The rank and file have shown signs of wanting stronger action. At a conference of 79 colliery lodges in S. Wales and the Forest of Dean a decision was taken to “recommend” to the official conference a policy of strike action. At the conference itself one fifth of the delegates supported a token strike.
The bitterness of the miners is particularly sharp because they remember that not so long ago they were being exhorted to work extra shifts and work harder. Now they have worked themselves out of their jobs. The number of miners in the pits is now only 680,000, the lowest since 1900. Meanwhile the productivity of the miners is the highest in Western Europe. But the miners in west Europe have gained three weeks’ holiday with pay.
For ten years the Miners’ Charter has been on the books of the N.U.M. The 7-hour day underground, 40-hour week for surface workers, three weeks’ holiday with pay. The E.C. announced that they would put forward these demands. But as long ago as 1919 the miners had won the 7-hour day. Only to have it taken away from them in the general offensive of the employers, especially the coal-owners, culminating in the general strike of 1926.

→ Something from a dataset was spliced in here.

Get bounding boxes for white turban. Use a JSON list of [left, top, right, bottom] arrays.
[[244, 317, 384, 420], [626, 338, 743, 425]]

The Miners’ Union E.C., have decided to hold a National conference to discuss ways and means of saving Miners’ jobs. Far more to the point would be to prepare a programme of action on a national scale.
In the two areas worst affected Scotland and South Wales, Communist Party members hold leading positions in the N.U.M. and they have organised a campaign of protest meetings, lobbyings of Parliament, etc., etc. However the main consideration of the Communist Party is to ensure the election of their candidate for the General Secretaryship of the N.U.M., William Paynter. That is probably why they have defeated the moves to take more militant action, e.g., demonstration strikes.
Demonstrations, the lobbying of Parliament are very good, but the limitation of this kind of action must be recognised. In the last analysis all this kind of action shows is that miners are opposed to being sacked.
Even the best of the demonstrations like the monster ones held in South Wales do not really worry the Coal Board or the Tories. What must be demonstrated is that the miners are willing to fight, to strike if necessary. Arguments advanced against this on the grounds of Unity, presuppose that no campaign of explanation takes place. The Yorkshire miners, the Notts. and Derbyshire miners will understand if it’s put to them in a class way that their interests are those of the sacked miners. They will understand that if the N.C.B. and the Tories get away with this that the next step is an attack on all miners’ conditions. Workers in other industries, too, despite all the propaganda, will understand that the defeat of the miners in this struggle will be followed by an assault on all workers’ hours and wages. Anyone with the slightest knowledge of the history of the movement knows this, more shame to those trade union “leaders” who have given no lead on the question.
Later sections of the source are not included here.